Another problem with teaching black history in isolation—and during the shortest month of the year, no less—is that the contributions and experiences of black people are not given proper treatment. This approach often results in an endless cycle of teaching the same content. All students, particularly black students, have to be able to see black people as more than the descendants of slaves (although slavery should never be left out of the equation).
When black students are not also taught about the ways that black people rebelled, resisted, and continued to love in spite of the despicable treatment they faced, they are not provided with an accurate depiction of where they came from and who they can become.
And for black girls, teaching often perpetuates a history where too many women continue to be invisible. The focus on the male inventors, politicians, and leaders often includes only brief mentions of one or two women. Rosa Parks is always portrayed as a docile woman who refused to give up her seat. Why not also examine the politics of respectability during her time and the economic withdrawal during the Montgomery bus boycott? This context reveals her true strength. Black women have long been the backbone of every good thing in this country, and we as educators must do better about incorporating them into dominant narratives.
Black history is so much wider and more deeply rooted in uncomfortable truisms than many teachers allow space for. So how can teachers avoid teaching black history in a silo?
We must constantly teach black history as an integral part of American history. To talk about the history of the Americas without mentioning slavery, colonialism, and the African Diaspora is to lie to students. To truly teach black history is to recognize the various forms of oppression that existed and still exist today, to show the relationship between the oppressive caste system developed during slavery and trace its development to 2018, and to teach about how the beauty and richness and resiliency of African-American culture is not separate from the pain they experienced. To teach black history is to hold up a mirror to America, as the treatment of African-Americans speaks volumes about this country’s detestable disregard for human life.
As we journey through our units of study, teachers should raise questions about the African-American experience and perspective throughout lessons across all subjects. We must teach students to be mindful of those who are silenced in texts, history, and research. A unit on the American Revolution might ask students to consider where African-Americans were, what they were doing, and more importantly, how they were being treated. And lessons around Abraham Lincoln’s presidency and the Emancipation Proclamation ought to teach students to think critically about Lincoln’s stance on slavery and the Union.
Teaching black history in 2018 means destroying false narratives of white superiority and dominance. Teaching black history today must do more than celebrate black pioneers, scientists, educators, mathematicians, musicians, and leaders. It must also create room for students to understand that all lives cannot matter if beautiful, black lives do not matter.

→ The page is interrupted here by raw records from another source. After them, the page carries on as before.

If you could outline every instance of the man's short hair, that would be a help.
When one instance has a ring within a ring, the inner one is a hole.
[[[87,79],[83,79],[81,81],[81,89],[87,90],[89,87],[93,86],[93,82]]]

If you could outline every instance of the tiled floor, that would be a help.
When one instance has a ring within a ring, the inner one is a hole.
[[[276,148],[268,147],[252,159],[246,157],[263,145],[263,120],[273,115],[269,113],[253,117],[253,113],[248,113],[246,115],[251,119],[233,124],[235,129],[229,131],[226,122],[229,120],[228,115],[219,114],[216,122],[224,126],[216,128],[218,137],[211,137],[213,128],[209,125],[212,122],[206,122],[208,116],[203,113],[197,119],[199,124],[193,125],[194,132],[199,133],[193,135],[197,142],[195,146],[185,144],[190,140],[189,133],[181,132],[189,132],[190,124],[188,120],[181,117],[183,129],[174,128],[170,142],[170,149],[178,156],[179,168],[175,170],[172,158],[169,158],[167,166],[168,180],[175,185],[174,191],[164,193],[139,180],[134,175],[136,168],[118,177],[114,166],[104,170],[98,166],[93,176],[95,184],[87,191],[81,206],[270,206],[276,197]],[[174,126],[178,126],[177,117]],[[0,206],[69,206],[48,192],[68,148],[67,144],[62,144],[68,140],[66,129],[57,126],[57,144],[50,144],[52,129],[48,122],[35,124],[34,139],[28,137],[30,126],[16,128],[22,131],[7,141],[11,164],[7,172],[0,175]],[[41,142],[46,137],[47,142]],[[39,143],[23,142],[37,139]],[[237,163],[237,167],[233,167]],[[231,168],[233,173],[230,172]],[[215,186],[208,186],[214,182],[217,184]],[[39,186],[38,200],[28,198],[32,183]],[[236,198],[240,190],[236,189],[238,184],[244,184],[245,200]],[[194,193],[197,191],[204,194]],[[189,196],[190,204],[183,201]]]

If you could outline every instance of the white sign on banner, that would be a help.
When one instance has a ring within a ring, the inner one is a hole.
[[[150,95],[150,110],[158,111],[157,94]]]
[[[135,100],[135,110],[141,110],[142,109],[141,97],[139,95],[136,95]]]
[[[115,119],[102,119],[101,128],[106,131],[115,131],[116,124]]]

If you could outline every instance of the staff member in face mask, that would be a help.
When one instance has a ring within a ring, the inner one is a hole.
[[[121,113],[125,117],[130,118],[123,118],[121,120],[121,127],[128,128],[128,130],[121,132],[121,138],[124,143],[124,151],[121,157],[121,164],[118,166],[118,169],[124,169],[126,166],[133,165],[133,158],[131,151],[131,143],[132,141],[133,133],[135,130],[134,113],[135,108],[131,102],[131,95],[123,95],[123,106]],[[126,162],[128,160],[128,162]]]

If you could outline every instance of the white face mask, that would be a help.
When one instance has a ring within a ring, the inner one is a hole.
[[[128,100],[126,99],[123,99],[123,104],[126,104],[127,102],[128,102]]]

Teaching black history means talking about gentrification as a form of colonization and providing students with lessons and language around cultural appropriation, colorism, white privilege, and institutionalized racism.
Most importantly, teaching black history today means teaching our students to be game-changers. If black history is taught well, we can dismantle the cycle of oppression. We open the door to discuss the histories of immigrants, Native Americans, the LGBT community, Muslims, women, criminals, addicts, and others whose stories white American history books do not care to tell.